Due to Covid-19, this European Conference on Computer Vision has been streamed online this year. This has probably negatively affected the networking and mingling that normally comes with such conferences, but it also meant that we could attend the conference in the comforts of our own homes. Of course there were some of the normal hiccups and there were difficulties in attending some presentations due to difference in time zones, but it has been a very fruitful and interesting experience attending this conference.

Personally, I focused mostly on the presentations because they were the most convenient to watch. I took a more haphazard, spontaneous approach to this conference, watching attending talks that seemed interesting and leaving ones that did not.

A good place to start would be to watch the presentations on the top 3 papers:

  1. RAFT: Recurrent All-Pairs Field Transforms for Optical Flow by Zachary Teed and Jia Deng
  2. Towards Streaming Perception by Mentian Li, Yu-Xiong Wang, and Deva Ramanan
  3. NeRF: Representing Scenes as Neural Radiance Fields for View Synthesis by Ben Mildenhall et al.

Watching them all, I can say that they all deserve the awards.

Phil’s Presentation Top-Pick

Rewriting a Deep Generative Model by David Bau, Steven Liu, Tongzhou Wang, Jun-Yan Zhu, Antonio Torralba website

Considering that the main activity during this conference is to watch the presentations related to the papers, I think that the organizers have been remiss to not have an award for best presentation, so I am going to make my own. David Bau deserves an award for how clearly he presented his ideas and his passion for his research and teaching others about it really shows.

Bau’s talk was about using a generative model to replicate a photograph and then modifying the neurons so change the output in some way like adding a door to a building. Interestingly, these changes are fairly localized and do not change the rest of the image. The purpose was mainly to investigate how generative neural networks think and he demonstrated the capabilities of his investigations by generalizing a changes to the photographs by adding trees to all of the towers in photographs. What was most interesting was that these were different trees on the towers or doors on buildings.

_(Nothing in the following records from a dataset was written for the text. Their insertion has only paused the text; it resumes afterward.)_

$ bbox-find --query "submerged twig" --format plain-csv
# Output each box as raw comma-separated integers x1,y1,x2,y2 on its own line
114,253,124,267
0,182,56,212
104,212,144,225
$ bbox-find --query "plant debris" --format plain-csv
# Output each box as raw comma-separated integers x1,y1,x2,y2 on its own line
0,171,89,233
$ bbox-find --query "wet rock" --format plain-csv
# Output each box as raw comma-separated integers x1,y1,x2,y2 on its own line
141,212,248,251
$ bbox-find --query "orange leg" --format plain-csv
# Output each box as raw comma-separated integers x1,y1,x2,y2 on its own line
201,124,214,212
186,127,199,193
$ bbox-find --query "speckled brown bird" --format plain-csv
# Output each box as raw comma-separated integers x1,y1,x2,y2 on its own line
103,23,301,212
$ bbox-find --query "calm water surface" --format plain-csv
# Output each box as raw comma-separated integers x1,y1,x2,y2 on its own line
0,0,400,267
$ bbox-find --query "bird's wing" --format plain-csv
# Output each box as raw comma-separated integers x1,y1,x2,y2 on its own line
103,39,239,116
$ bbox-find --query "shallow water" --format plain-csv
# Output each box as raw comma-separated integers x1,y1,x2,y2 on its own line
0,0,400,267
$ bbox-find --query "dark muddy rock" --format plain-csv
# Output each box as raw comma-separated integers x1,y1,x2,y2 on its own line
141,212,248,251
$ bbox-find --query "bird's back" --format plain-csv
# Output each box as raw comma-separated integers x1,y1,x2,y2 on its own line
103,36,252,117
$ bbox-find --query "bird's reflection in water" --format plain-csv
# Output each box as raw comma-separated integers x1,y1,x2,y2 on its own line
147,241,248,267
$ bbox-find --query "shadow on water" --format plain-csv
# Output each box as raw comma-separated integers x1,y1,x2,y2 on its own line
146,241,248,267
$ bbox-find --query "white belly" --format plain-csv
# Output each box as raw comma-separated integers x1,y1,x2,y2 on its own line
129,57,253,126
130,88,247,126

His Q&A session mainly talked about how he made such a discovery by simply fiddling around to get rid of a watermark in a photograph, discovering that turning off some neurons in the middle of the network completely got rid of it. He talked some limitations of his method such as trying to make a door in the middle of the sky will produce some unexpected results because the generative network has no idea how to create a door in the sky. Goes to show how much you can learn by just fooling around and having fun.